If someone eats a "traditional" American diet from when cast iron was popular, it's the easiest thing in the world

When I started eating healthier and losing a bunch of weight the last couple years, I eventually hung my lodge up. What I was cooking most often just wasn't working with cast iron.

I still break it out occasionally, but a cheap modern pan handles veggies and other stuff better.

My opinion: cast iron needs meat cooked regularly in it to be "easy", otherwise you're gonna be reasoning a lot

[–] SupraMario@lemmy.world 3 points 2 months ago

My opinion: cast iron needs meat cooked regularly in it to be "easy", otherwise you're gonna be reasoning a lot

Oil, but yea meat does make it way easier to utilize. I have one pan I only cook fish in, and it's basically just oil and fish all the time. Nothing else.

You're not wrong though, cast iron was definitely created with meat eaters in mind. But the majority of people are meat eaters, vegans are not a huge portion of the population...nor are people who have to much iron in their blood lol

[–] yakko@feddit.uk 1 points 2 months ago

Thanks for explaining yeah. I cook more breads/pizzas in my skillet than big steaks or stuff like that. Interesting about hemochromatosis, I didn't know that stuff.

[–] dnick@sh.itjust.works 2 points 2 months ago

Not sure about the concerns op mentioned, but cooking fatty things in it is basically adding oil/seasoning. Cooking acidic food eats away at the coating, if only slightly, so you will need to season it intentionally more often.

Technically, if you only cooked tomatoes and other acidic food in it it will remove the seasoning over time if you don't do anything. Guessing they are saying that eventually you will end up with more iron in your food than you should have.

[–] Floodedwomb@lemmy.world 3 points 2 months ago (1 children)
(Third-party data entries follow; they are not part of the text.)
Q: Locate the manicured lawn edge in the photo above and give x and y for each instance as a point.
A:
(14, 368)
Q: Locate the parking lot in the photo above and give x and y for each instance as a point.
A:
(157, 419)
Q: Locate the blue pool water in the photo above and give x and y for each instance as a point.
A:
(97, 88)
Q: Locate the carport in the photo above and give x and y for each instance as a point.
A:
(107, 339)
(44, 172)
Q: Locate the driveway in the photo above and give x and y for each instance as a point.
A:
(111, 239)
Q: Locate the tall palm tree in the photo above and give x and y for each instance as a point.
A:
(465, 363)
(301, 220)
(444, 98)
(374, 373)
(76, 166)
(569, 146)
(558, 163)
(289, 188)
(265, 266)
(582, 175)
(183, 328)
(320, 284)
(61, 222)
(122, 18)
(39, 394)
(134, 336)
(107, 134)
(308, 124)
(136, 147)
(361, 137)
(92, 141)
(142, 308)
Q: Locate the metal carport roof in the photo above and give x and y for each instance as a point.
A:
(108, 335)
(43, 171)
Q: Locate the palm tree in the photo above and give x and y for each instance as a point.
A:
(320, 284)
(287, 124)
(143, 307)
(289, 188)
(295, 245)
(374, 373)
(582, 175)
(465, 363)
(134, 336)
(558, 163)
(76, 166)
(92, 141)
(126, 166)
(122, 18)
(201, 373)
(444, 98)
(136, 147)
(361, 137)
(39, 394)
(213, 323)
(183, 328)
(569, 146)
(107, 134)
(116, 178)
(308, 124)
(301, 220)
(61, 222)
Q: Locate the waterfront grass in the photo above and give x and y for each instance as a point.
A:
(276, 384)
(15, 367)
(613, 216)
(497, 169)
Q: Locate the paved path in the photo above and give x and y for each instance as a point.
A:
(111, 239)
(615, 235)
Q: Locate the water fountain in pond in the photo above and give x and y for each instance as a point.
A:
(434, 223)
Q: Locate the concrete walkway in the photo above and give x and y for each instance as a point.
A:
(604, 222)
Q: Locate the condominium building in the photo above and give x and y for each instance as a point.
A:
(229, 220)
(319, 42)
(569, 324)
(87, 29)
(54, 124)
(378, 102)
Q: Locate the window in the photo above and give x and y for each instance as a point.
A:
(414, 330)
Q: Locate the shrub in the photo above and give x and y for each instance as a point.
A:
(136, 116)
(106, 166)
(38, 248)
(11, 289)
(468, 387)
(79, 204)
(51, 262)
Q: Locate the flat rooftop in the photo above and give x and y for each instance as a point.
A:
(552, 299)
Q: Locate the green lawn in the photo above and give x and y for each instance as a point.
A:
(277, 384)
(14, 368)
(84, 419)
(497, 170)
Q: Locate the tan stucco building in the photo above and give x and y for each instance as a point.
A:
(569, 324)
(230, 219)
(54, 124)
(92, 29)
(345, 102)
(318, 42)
I never seasoned any of my pans, didn't baby them either. Just bacon or butter or oil>

That's seasoning the pan silly.

[–] SupraMario@lemmy.world 2 points 2 months ago (2 children)

Yea...true...but when people say season these days, they mean strip the old seasoning and then do the 900 steps of baking it in the oven with 47 different coats of some magical oil and let it hang out in the sun while sacrificing a goat to Amon Ra...so it doesn't rain while the sun is baking on that final layer...
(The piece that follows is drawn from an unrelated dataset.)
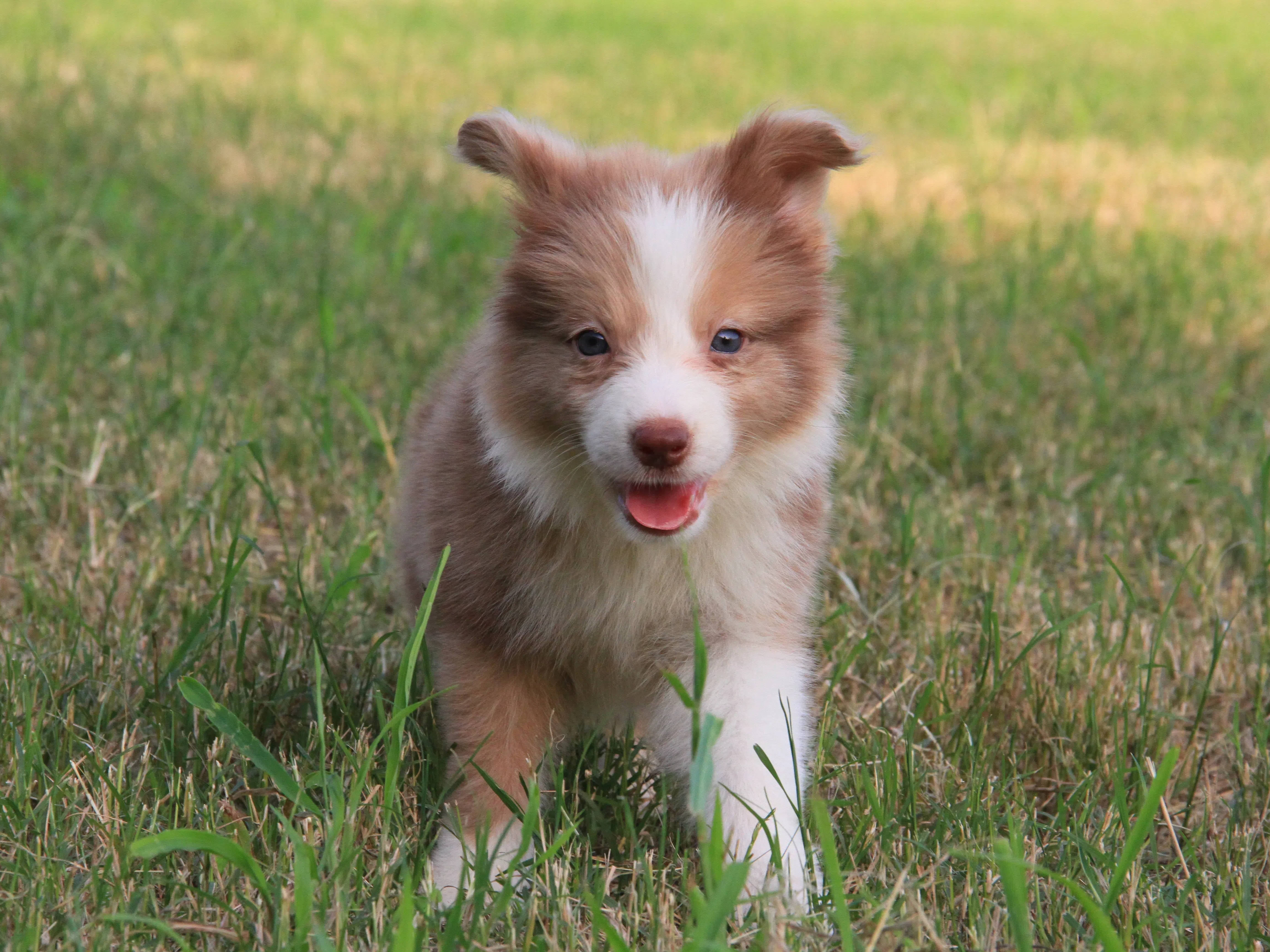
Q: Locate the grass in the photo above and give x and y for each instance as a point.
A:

[–] meco03211@lemmy.world 4 points 2 months ago (1 children)

When someone says "season it" or "re-season it" I usually interpret that as add another coat. Not a full strip and redo.
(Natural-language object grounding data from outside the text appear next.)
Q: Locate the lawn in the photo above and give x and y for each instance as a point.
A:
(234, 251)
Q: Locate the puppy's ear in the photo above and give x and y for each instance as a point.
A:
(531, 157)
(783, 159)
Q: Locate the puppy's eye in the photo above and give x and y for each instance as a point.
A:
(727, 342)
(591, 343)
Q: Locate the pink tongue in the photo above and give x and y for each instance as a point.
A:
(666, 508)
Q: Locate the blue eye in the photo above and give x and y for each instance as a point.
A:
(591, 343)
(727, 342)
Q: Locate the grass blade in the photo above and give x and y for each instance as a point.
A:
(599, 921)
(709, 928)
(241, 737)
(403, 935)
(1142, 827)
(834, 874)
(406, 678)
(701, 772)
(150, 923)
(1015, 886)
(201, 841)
[–] SupraMario@lemmy.world 1 points 2 months ago

A lot of the cast iron groups are super into "gotta strip it and to properly get it seasoned"

[–] Floodedwomb@lemmy.world 2 points 2 months ago (1 children)

Yeah there's some real intense people out there.

[–] Pirtatogna@lemmy.world 3 points 2 months ago* (last edited 2 months ago)

In everything I suppose. Internet is full of elaborate 48 step routines for practically anything you can imagine. One can make a terrible fuss out of everything if one wants to.

That said, it seems that you may actually need to do things slightly differently depending on for example your diet. That doesn't mean slipping into 900 step "seasoning routine", but you may need to take care of your cast iron tools a bit differently if they don't get fat from meat or if they're frequently exposed to high acidity foods.